Lies of an Indispensable Nation

Book Review

 

 

Por D. Donovan, Senior Reviewer, Midwest Book Review

 

 

The poems and essays in Lies of an Indispensable Nation: Poems About the American Invasions of Iraq and Afghanistan are literary representations of social, political, and military quandaries that take an unusual approach in blending an analysis of terrorism with a poetic inspection of its real roots.

 These roots lie in Jimmy Carter’s presidency; in choices made which changed relationships between the U.S. and other nations and gave birth to a form of terrorism that culminated in, rather than being born on, 9/11; and which document ten years of a warped double war that set the stage for the world today.

 In choosing the literary form rather than a nonfiction inspection, Lilvia Soto’s work holds the potential to reach a very different audience than the usual political analysis piece.

 Her essays about her scholarly research blend well with poetic, more emotional reflections of rage and dismay, creating a contrast in lives and experiences that captures sentiments and perspectives from many different vantage points. 

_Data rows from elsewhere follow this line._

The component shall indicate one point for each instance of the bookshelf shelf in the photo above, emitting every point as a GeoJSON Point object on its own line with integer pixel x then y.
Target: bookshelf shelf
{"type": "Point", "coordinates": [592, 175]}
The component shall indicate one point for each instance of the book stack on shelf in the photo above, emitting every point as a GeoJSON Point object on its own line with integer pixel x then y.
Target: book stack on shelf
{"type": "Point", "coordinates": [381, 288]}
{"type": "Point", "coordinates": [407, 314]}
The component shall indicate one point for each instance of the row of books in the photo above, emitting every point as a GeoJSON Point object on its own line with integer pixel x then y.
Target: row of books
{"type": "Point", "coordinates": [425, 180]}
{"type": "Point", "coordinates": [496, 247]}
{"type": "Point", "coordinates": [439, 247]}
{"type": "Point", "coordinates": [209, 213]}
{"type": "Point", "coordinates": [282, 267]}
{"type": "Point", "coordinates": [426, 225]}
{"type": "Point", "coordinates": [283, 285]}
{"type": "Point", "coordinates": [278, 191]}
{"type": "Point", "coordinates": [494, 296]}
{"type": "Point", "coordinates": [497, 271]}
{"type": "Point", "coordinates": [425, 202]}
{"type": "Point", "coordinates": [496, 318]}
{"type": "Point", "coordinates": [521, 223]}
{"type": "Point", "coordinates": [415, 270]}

 From the legacy of conflict conducted on foreign soils and brought on by ‘barbarians’ from supposedly-civilized worlds to the build-up of monstrous deceptions and disconnections between truth and falsehood perpetuated by leaders with a vested interest in fostering rhetoric, Soto creates a powerful condemnation of events. This approach recreates history to point out its failure to reflect reality.

 Poems reflect this reality as perceived by those who were impacted by events that reached out to change their worlds.

 

You will have/all the days of your life/to ask yourself what happened.

 

Unlike many similar-sounding analyses, Soto’s work holds no pat answers. Indeed, it captures the legacy of revolutionary thought and action as the decades pass: «We talked through the night,/Steinem, Friedan, de Beauvoir,/César Chávez, Martin Luther King./Intoxicated with possibility,/we dreamed, signed protests,/sharpened our pencils.»

 The act of writing Lies of an Indispensable Nation is a revolution in and of itself. The revelation lies in the act of reading it, to absorb the precedents of where America is today in the world.

 Libraries interested in poetry, political inspection, and literature will find Lies of an Indispensable Nation a powerful acquisition. It ideally will move beyond literary readers and into political and social issues circles, where its words and reflections will benefit from debate and discussion groups.

 

Lilvia, Soto: Lies of an Indispensable Nation, Poems About the American Invasions of Iraq and Afghanistan. Atmosphere Press, Estados Unidos, 2022.